King said that he’s running for the District 64 seat because he doesn’t agree with a lot of the things Crownover is doing in Austin.
He said he wants to “implement the principles of liberty and freedom here in Texas.” King said running for office was not on his “long-range game plan,” but said several people encouraged him to run.
“[Crownover’s] record over the past couple years has started to taper from what we’d like to see and this last session was abysmal,” King said. “I got into politics six years ago when I ran for the precinct chair because at the time I had four kids. I could see where our country was going ... I knew I had to get involved.”
King said this is the first time he’s run for public office. The last several months, he said he’s made it his full-time job to knock on doors and meet voters. It’s about 95 percent of his campaign, he said.
“There’s no way I can represent someone that I’ve never met, so my job right now is to meet as many people as I possibly can so I can find out what’s on their mind, what are their big issues ... so I can truly represent them down there,” he said. “It’s about representing the actual people that are out there.”
Going into his campaign, King said he thought the key issue in the race was fiscal policy, but he said residents are telling him they’re most concerned about an “over-reaching federal government,” debt and education.
He said many are not aware of overspending in Austin.
“Our state budget grew by 25 percent this last year.

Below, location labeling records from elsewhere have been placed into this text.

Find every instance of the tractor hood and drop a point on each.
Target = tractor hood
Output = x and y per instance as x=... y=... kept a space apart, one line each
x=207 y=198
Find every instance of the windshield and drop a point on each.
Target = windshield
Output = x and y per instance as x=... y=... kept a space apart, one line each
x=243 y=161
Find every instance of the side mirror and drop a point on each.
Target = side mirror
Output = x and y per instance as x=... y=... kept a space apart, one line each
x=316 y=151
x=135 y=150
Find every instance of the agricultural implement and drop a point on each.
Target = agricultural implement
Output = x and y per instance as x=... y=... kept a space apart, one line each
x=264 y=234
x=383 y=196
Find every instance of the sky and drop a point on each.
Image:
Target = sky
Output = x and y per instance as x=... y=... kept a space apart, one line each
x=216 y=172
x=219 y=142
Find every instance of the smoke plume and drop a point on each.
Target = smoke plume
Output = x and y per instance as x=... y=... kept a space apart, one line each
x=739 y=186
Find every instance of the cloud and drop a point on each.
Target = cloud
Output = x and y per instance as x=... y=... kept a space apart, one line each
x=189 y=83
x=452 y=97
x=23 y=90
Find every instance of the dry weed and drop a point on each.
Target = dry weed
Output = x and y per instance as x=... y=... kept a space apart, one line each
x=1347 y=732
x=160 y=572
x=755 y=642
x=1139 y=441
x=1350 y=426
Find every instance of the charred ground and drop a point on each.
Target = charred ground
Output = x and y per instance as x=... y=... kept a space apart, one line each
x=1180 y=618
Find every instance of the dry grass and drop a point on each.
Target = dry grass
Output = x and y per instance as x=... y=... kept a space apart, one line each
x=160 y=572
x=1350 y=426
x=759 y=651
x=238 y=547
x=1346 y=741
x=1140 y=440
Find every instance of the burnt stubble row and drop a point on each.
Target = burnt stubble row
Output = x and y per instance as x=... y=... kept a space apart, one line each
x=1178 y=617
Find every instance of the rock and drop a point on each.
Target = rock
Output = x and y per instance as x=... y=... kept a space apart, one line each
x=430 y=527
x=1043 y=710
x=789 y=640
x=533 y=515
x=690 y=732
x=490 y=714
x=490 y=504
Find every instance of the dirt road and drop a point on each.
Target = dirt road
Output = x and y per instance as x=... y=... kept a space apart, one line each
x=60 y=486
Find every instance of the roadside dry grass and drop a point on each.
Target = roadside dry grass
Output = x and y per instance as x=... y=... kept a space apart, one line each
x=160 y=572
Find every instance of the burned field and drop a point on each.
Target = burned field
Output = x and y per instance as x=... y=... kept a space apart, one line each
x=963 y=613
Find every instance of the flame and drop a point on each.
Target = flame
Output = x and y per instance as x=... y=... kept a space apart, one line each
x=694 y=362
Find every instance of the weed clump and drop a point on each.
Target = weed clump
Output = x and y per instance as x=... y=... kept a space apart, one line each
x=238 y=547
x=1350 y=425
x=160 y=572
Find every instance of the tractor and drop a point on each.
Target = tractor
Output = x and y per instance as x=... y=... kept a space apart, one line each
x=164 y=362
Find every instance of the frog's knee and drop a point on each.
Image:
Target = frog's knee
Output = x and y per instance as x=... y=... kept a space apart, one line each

That’s huge,” he said.
King said he is also disappointed in House Bill 5, which recently led to a reduction in the number of social studies credits required for high school graduation.
“Knowledge is power,” he said. “That’s how we protect ourselves from tyranny.”
King said one of his biggest problems with Crownover is that she “continuously authors legislation that makes it appear that she thinks government can choose for us better than we can choose for ourselves.”
“I have a heart to help them live their own lives and make their own choices,” he said.
BRITNEY TABOR can be reached at 940-566-6876 and via Twitter at @BritneyTabor.
BJ LEWIS can be reached at 940-566-6875 and via Twitter at @BjlewisDRC.
Occupation: State representative for District 64, former public schoolteacher
Prior political history: Currently serving her seventh term as a state representative
Background: Currently involved in the banking and energy industries; a member of the House Appropriations Committee since 2003; resident of Denton for more than 30 years; ran for office in 2000 after her husband, veterinarian Ronny Crownover, died while seeking the position.
Top priorities for this office: Balance the budget every legislative session without raising taxes; ensure that the infrastructure of Texas is strong so that business and industry can continue to create jobs; support the state’s water plan; and address the increasingly congested highway system in Texas.
Online: www.myracrownover.com; Twitter: @myracrownover
Occupation: Insurance agent
Prior political history: First time running for public office; served as precinct chairman in the Denton County Republican Party for the past six years.
Background: Independent insurance broker for the past four years; former Texas public schoolteacher; worked in information technology field for 15 years; has worked with the Boy Scouts/Cub Scouts for the past several years with his three oldest sons.
Top priorities for office: Repealing bad laws that go beyond building infrastructure and securing Texans their rights.